Health officials are therefore preparing for a worst-case scenario that will require a massive reorganization of B.C.'s hospital system and mobilization of doctors and nurses.
The modelling and the hospital mobilization plan was unveiled today by provincial health officials.
Currently, COVID-19 cases in B.C. have been growing at a rate that seems to suggest it has been delayed. As of March 25, there were a total of 725 confirmed cases in B.C.
"There's a slight chance of optimism that our rate of growth is being impacted by the measures we put in place in the last couple of weeks," said public health officer Bonnie Henry.
However, she added that new cases are still being confirmed.
The next two weeks will be critical. By then, health officials should know if the virus has been been checked.

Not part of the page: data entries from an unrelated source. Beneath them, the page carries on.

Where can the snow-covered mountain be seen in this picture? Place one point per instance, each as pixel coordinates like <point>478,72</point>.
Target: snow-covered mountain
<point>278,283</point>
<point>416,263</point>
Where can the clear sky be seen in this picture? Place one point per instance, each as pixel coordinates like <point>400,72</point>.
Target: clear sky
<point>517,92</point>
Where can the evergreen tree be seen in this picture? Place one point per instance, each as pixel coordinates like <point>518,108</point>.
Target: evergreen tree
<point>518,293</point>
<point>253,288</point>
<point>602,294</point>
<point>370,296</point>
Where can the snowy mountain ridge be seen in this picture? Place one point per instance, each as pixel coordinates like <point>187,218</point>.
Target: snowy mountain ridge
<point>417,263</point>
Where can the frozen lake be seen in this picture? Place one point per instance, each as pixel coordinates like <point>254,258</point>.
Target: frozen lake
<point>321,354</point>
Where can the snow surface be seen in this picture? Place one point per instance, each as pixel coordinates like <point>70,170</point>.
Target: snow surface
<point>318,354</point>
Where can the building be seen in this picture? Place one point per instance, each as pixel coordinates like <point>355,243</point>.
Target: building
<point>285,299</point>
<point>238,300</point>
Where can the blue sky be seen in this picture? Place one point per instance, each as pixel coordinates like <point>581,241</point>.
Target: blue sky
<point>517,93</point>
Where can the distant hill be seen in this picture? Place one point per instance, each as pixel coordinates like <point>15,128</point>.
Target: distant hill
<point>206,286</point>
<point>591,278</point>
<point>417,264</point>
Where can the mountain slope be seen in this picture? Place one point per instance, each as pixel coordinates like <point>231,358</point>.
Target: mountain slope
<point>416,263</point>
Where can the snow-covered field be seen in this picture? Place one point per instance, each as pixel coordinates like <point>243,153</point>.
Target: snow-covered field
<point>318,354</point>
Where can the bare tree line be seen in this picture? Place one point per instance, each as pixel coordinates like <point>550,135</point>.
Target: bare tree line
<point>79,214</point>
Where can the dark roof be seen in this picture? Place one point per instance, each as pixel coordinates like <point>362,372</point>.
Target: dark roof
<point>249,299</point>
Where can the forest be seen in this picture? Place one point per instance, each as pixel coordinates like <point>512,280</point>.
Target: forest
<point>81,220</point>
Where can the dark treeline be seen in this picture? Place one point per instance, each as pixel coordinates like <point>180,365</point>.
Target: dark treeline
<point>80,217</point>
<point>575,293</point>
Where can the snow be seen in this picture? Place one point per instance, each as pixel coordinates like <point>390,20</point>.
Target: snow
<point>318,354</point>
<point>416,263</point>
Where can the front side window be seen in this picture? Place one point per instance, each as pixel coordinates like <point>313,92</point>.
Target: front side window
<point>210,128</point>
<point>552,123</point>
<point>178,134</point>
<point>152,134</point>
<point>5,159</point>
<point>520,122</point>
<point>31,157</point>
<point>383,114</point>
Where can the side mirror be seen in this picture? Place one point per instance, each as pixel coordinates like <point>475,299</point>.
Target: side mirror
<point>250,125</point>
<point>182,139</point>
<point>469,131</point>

Henry said the measures put in place March 13, including travel restrictions, may be bearing fruit. Had nothing been done, the modelling suggests B.C. should have 215 cases per million, but has 130 per million.
"I do believe we've seen a flattening," she said.
But things can change overnight, as the province continues to see additional new cases everyday. It has not peaked yet. The province is therefore putting in place a plan to deal with a worst-case outbreak like
It is reorganizing the hospital system to be ready for a major outbreak and implementing a contingency plan that would deal with health care professional staffing.
According to health officials speaking in a technical briefing Friday, B.C. has sufficient ventilator capacity and critical care beds to cope with a worst-case scenario, which is Northern Italy.
To prepare the health care system for a major surge in COVID-19 cases the province has cancelled elective surgeries to free up 3,900 hospital beds.
That gives B.C. 5,610 hospital beds available, and 348 critical care beds with ventilators.
"Capacity looks good focused on using all sites," said B.C. Health Minister Adrian Dix.
It has identified 17 large hospitals in B.C. that would be COVID-19 management hospitals, and is prepared to set up emergency facilities outside of hospitals to handle patients who are not in critical condition.
That would require an army of ambulances to transport patients. Health officials are working with ambulance services to be ready for mobilization.